There is no BIG in Team
I became a Christian in June of 1986. After my conversion, I began attending a conservative evangelical church with my father. This church was great for the formation of my understanding of the bible as the source of our faith and practice, but it took awhile before I found a place to live out the life and the purpose for which God had called me. Though at the church I attended with my father, I learned good sound bible doctrine, it wasn’t until I met a small group of like-minded people and attended church with them that I felt at home. There is a model of teaching doctrine and ideas that works, namely the pulpit, but to learn how to live out our faith and expand the kingdom, this learning takes place in a smaller group of believers, a team if you will.
The church I first attended with my father was about 4,000 members. I remember trying to get involved with the high school group but I am very NOT gifted to work with kids.

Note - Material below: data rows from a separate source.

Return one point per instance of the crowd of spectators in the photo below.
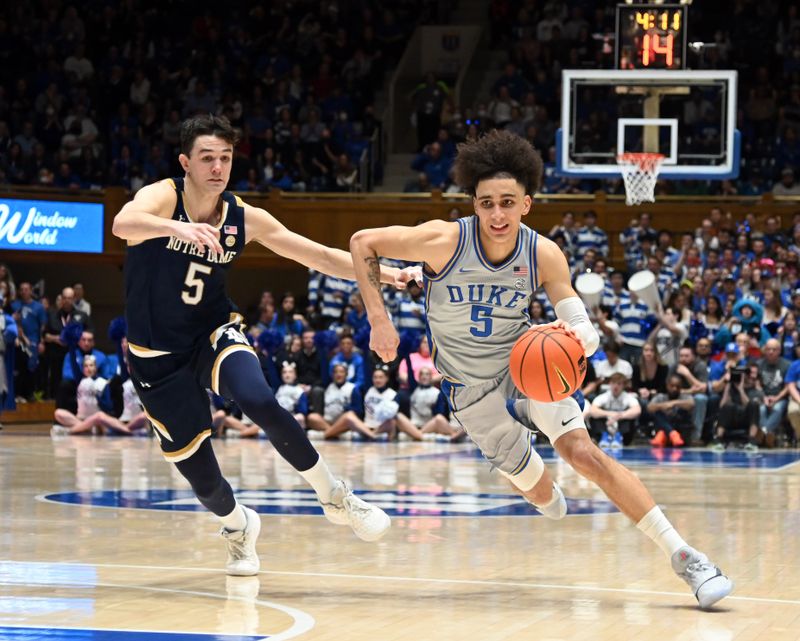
(99, 88)
(716, 361)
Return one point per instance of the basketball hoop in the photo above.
(640, 172)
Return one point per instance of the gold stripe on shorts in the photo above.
(185, 452)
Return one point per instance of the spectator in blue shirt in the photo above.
(31, 319)
(792, 381)
(590, 236)
(351, 359)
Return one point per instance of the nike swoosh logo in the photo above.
(563, 381)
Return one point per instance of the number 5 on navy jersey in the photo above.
(481, 314)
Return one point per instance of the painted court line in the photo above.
(475, 582)
(302, 621)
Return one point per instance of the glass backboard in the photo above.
(688, 116)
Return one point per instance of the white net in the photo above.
(640, 173)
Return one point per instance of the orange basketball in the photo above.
(547, 364)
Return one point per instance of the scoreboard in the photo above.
(651, 36)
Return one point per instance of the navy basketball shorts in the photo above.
(172, 388)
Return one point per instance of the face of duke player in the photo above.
(208, 166)
(500, 204)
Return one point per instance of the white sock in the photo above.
(236, 520)
(552, 500)
(320, 478)
(655, 525)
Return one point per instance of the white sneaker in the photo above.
(556, 509)
(344, 508)
(706, 580)
(242, 556)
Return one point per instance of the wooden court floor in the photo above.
(101, 541)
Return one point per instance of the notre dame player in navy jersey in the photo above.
(185, 336)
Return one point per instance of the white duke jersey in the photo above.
(476, 311)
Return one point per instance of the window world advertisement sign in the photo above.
(50, 225)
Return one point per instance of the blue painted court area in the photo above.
(69, 634)
(635, 456)
(303, 502)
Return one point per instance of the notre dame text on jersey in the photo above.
(175, 293)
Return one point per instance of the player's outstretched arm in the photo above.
(555, 276)
(264, 228)
(433, 243)
(149, 215)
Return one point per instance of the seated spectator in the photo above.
(290, 394)
(80, 303)
(613, 414)
(419, 360)
(612, 365)
(73, 365)
(669, 334)
(738, 411)
(287, 321)
(411, 309)
(634, 319)
(340, 398)
(428, 409)
(793, 389)
(788, 335)
(434, 164)
(309, 370)
(672, 414)
(772, 370)
(649, 377)
(746, 318)
(694, 381)
(380, 412)
(88, 417)
(31, 318)
(590, 236)
(350, 358)
(8, 336)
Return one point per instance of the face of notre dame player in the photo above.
(209, 164)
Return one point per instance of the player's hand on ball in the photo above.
(383, 340)
(406, 275)
(201, 235)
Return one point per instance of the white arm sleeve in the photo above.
(573, 312)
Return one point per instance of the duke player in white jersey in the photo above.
(479, 275)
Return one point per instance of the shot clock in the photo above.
(651, 36)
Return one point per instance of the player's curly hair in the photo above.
(206, 125)
(498, 154)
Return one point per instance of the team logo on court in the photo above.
(303, 502)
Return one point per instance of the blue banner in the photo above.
(51, 225)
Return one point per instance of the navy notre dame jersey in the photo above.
(175, 294)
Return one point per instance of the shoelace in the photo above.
(354, 504)
(237, 547)
(696, 567)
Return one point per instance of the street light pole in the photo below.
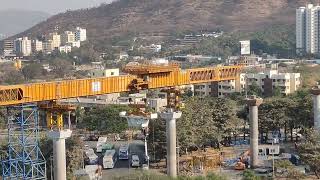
(273, 159)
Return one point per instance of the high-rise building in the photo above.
(47, 47)
(56, 39)
(36, 46)
(307, 29)
(8, 47)
(80, 34)
(67, 37)
(23, 46)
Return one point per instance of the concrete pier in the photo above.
(170, 116)
(59, 153)
(316, 107)
(253, 104)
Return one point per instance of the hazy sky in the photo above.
(49, 6)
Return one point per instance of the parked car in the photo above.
(93, 137)
(135, 162)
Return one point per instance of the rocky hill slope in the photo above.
(15, 21)
(136, 16)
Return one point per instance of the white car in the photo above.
(135, 162)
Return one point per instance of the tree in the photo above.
(274, 114)
(196, 126)
(254, 89)
(32, 71)
(309, 150)
(225, 118)
(276, 91)
(74, 154)
(105, 119)
(61, 67)
(157, 138)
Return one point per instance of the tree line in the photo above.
(208, 121)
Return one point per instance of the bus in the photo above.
(109, 159)
(124, 152)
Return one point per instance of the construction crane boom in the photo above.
(139, 77)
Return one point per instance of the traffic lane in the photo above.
(123, 167)
(135, 147)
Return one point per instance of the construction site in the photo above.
(24, 102)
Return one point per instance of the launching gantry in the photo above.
(45, 95)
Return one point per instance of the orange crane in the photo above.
(45, 96)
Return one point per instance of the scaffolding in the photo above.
(24, 159)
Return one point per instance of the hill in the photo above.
(16, 21)
(142, 16)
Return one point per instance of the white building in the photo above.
(300, 29)
(67, 37)
(268, 81)
(23, 46)
(55, 39)
(95, 73)
(155, 47)
(307, 27)
(80, 34)
(47, 47)
(36, 46)
(65, 49)
(8, 47)
(74, 44)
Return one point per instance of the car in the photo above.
(93, 137)
(135, 162)
(145, 167)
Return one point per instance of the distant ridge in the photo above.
(142, 16)
(14, 21)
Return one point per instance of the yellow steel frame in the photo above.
(143, 78)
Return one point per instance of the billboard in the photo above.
(245, 47)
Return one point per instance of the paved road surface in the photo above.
(122, 167)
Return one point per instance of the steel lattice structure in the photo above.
(25, 160)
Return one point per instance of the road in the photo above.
(122, 167)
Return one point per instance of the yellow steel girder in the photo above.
(141, 79)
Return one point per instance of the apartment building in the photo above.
(307, 29)
(8, 47)
(80, 34)
(67, 37)
(111, 98)
(36, 45)
(268, 81)
(55, 39)
(47, 47)
(65, 49)
(23, 46)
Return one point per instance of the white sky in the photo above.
(49, 6)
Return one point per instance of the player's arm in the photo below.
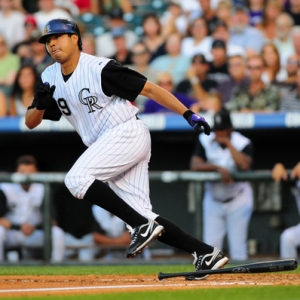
(43, 106)
(163, 97)
(128, 84)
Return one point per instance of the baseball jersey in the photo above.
(90, 100)
(212, 152)
(22, 206)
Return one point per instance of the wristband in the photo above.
(188, 114)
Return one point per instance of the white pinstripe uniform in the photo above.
(118, 144)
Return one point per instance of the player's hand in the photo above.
(27, 229)
(225, 175)
(197, 122)
(44, 94)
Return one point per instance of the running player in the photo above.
(94, 94)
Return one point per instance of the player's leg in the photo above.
(114, 153)
(2, 241)
(289, 241)
(138, 192)
(238, 216)
(214, 226)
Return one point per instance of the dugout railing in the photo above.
(198, 178)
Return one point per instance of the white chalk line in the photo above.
(124, 287)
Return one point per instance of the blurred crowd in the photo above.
(246, 53)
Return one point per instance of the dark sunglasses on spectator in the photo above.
(255, 67)
(230, 65)
(139, 53)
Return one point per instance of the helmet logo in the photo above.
(47, 29)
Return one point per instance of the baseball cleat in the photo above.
(211, 261)
(142, 236)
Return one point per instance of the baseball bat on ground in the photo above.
(259, 267)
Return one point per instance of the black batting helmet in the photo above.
(60, 26)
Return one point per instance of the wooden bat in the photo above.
(259, 267)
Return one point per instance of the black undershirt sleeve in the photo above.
(3, 204)
(52, 112)
(121, 81)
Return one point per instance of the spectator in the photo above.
(105, 44)
(208, 14)
(39, 56)
(197, 85)
(268, 27)
(11, 23)
(237, 72)
(218, 68)
(3, 104)
(165, 81)
(21, 214)
(290, 237)
(152, 35)
(242, 34)
(173, 62)
(9, 65)
(78, 240)
(256, 12)
(174, 20)
(295, 33)
(223, 12)
(105, 7)
(292, 101)
(123, 54)
(30, 25)
(88, 44)
(227, 205)
(255, 96)
(23, 90)
(140, 63)
(199, 41)
(69, 6)
(48, 11)
(293, 9)
(273, 70)
(211, 103)
(290, 84)
(221, 32)
(283, 40)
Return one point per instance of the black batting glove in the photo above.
(197, 122)
(44, 94)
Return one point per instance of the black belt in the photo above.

I attended the “collage and career group” at this church. That “small” group was really about meeting a mate, so I got a girl friend. That process wasn’t too different from my pre-Christian days. During this time, I went out a few times with the evangelism teams with this church but the cold turkey methods seemed very unnatural to me and ineffective. Then, when I was in seminary, I attended a small group on campus with a couple seminarians. Here for the first time I felt that this group was different. The worship was heartfelt and the group seemed to “assemble around the Lord” (Psalm 7:7a). This group visited the elderly and took mission trips to Mexico and to the parks in Southern California. People were very mission focused. The leader was from YWAM and the group was very mobilized. I began to participate in this missional community. I was actually changing. Life had real purpose and we were living a life that was focused on loving others and not a Christianized version of the American dream.
Later I attended Sunday church with this group. I felt like we were part of something very big and revolutionary, but the “us” or the “we” was the small group. We, the small group of friends were involved in something big and purposeful. Many small groups got together and worshipped but what made it so powerful was that each of this small groups was itself involved in mission at the small group level. The identity of the individual was as a team member at a level that allowed everyone to play in the team. You cannot all really play on a team of 4,000. Team sizes max out at about 50. Most teams are closer to 10 or in Jesus’ case about 12. Actual mission happens in teams. Events are led by teams and activities to make an mission activity happen takes a team of about 8-15. To mobilize a people, the people have to be on teams and these teams or small groups, functional or local, are the place where mission takes place and therefore the place where real purpose driven life motivates spiritual growth.
This team playing is key to spiritual growth and the expansion of the kingdom. Therefore, we conclude that true discipleship happen in the small group.